Le taux d’inflation devient alors inférieur à 5% et le taux de croissance positif en 2004 (1,6%), 2005 (1,8%) et 2006 (1,2%). De surcroît, le service de la dette baisse et la part des exportations dans le PIB augmente. Cette normalisation de l’économie sera également favorisée par l’accord politique du 4 mars 2007, conclu entre l’État et la rébellion, dans le but de parvenir à la réconciliation du pays. Ces signes positifs vont permettre un retour progressif de la confiance du secteur privé et la réhabilitation des infrastructures publiques, jusqu’à la crise post-électorale de 2010-2011. Tous ces mois de conflit vont une nouvelle fois dégrader l’économie, dont la croissance s’est contractée de 5,9% en 2011.

Toutefois, depuis la prise de pouvoir d’Alassane Ouattara, en avril 2011, la confiance semble peu à peu revenir. La réunion du pays et la réhabilitation des voies de communication pourraient même aboutir à une croissance aux alentours de 8,6 % en 2012 et 5,5 % en 2013, selon les prévisions de Perspectives Économiques en Afrique. De même, le taux d’inflation de 4,9% en 2011 devrait passer à 3,6% en 2012 et 3,1% en 2013. Ces prévisions dépendent surtout de la stabilité et de la consolidation de la sécurité.

Quand la Côté d’Ivoire s’enrhume, l’Afrique de l’Ouest tousse

Malgré cette décennie perdue, la Côté d’Ivoire demeure une puissance économique incontournable de la sous-région. Elle représente en effet 39 % de la masse monétaire et contribue pour près de 40% au PIB de l’Union économique et monétaire ouest-africaine (UEMOA).

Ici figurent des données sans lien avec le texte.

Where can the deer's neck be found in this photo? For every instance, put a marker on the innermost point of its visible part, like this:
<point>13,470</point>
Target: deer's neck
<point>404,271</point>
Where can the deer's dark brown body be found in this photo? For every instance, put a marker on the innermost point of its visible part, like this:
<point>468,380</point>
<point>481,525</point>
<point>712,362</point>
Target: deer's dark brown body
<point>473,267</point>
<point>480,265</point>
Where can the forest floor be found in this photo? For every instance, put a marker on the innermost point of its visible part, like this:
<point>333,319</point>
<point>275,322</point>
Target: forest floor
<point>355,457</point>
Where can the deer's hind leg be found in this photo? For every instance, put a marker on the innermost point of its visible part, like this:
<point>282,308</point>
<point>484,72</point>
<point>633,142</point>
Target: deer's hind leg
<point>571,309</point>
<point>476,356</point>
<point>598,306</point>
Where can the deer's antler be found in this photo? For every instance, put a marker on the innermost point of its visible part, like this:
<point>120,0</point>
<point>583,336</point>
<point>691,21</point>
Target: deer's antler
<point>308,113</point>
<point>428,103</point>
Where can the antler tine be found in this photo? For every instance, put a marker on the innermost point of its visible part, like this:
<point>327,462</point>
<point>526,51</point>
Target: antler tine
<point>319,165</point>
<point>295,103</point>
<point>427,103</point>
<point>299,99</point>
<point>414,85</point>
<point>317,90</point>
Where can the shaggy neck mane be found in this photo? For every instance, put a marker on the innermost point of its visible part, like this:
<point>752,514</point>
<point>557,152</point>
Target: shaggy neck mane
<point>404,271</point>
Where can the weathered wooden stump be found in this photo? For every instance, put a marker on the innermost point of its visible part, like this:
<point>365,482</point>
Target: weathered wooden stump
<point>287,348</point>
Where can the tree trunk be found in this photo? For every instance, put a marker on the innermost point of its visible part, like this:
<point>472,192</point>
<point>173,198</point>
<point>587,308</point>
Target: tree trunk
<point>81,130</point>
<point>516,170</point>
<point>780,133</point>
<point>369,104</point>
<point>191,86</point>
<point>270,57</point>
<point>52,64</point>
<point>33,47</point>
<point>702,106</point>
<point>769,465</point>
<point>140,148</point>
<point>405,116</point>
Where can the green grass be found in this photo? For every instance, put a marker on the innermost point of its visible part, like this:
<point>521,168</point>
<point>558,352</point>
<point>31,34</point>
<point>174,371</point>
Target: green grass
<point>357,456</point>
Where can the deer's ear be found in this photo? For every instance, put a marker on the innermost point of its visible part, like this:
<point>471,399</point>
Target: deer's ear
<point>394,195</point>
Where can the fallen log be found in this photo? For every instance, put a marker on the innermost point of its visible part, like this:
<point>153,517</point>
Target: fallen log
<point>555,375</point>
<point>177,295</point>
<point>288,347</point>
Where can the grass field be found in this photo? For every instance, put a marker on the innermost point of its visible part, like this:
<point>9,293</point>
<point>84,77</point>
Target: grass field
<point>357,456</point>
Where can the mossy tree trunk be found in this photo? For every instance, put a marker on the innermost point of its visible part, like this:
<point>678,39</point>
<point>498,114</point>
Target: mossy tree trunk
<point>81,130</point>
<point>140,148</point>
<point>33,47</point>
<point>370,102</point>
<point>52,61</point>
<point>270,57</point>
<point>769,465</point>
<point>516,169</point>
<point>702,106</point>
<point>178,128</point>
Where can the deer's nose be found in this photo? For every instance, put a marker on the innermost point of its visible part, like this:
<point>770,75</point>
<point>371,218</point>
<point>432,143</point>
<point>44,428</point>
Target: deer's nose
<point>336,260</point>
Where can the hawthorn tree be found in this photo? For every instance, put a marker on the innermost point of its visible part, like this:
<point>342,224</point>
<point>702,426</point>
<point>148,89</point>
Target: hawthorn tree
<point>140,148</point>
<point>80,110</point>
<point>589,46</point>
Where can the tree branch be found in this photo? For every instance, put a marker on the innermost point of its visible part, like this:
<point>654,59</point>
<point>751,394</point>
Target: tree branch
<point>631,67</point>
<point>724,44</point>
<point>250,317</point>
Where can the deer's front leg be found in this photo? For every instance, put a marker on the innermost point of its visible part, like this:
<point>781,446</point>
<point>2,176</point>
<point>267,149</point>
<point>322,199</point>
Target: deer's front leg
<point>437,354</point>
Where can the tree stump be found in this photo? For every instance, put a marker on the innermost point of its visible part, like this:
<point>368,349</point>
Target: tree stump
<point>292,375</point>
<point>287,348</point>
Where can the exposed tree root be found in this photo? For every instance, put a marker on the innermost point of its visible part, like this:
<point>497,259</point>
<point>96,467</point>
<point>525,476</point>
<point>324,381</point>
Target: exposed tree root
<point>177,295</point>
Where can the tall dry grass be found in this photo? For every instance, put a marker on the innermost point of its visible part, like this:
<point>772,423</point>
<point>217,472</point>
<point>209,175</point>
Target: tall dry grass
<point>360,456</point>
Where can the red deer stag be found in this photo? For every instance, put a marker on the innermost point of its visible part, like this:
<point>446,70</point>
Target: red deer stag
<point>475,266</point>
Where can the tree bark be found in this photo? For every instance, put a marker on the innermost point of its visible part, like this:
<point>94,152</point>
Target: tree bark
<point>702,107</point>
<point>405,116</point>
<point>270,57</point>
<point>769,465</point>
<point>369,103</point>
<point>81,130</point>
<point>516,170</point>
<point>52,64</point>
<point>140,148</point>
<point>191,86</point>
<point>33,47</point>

Eu égard à cette importance, l’économie régionale a logiquement souffert de la crise ivoirienne, même si durant cette période la croissance économique sera supérieure à 4% dans le reste de la sous-région. Certains pays ont été particulièrement touchés comme le Burkina Faso, le Niger, la Guinée ou le Mali. Ces derniers dépendent en effet de l’infrastructure ivoirienne de transport pour l’import-export et des mandats envoyés par leurs nombreuses diasporas installées dans le pays. Conscient de cette importance de l’économie ivoirienne dans la sous-région, le Club de Paris, après le Fonds monétaire international (FMI) et la Banque mondiale, a décidé fin juin d’annuler la quasi-totalité de la dette du pays. Réclamée avec insistance depuis plusieurs années, cette décision était très attendue par le nouveau pouvoir.

Plus d’un an après la fin d’une crise politico-militaire aux quelques 3 000 morts, qui a dégradé durablement la première économie d’Afrique de l’Ouest, cette annonce devrait favoriser les investissements et la reprise effective de la croissance économique. Alassane Ouattara a d’ailleurs exprimé son ambition de voir la Côte d’Ivoire bientôt faire partie du club des pays émergents.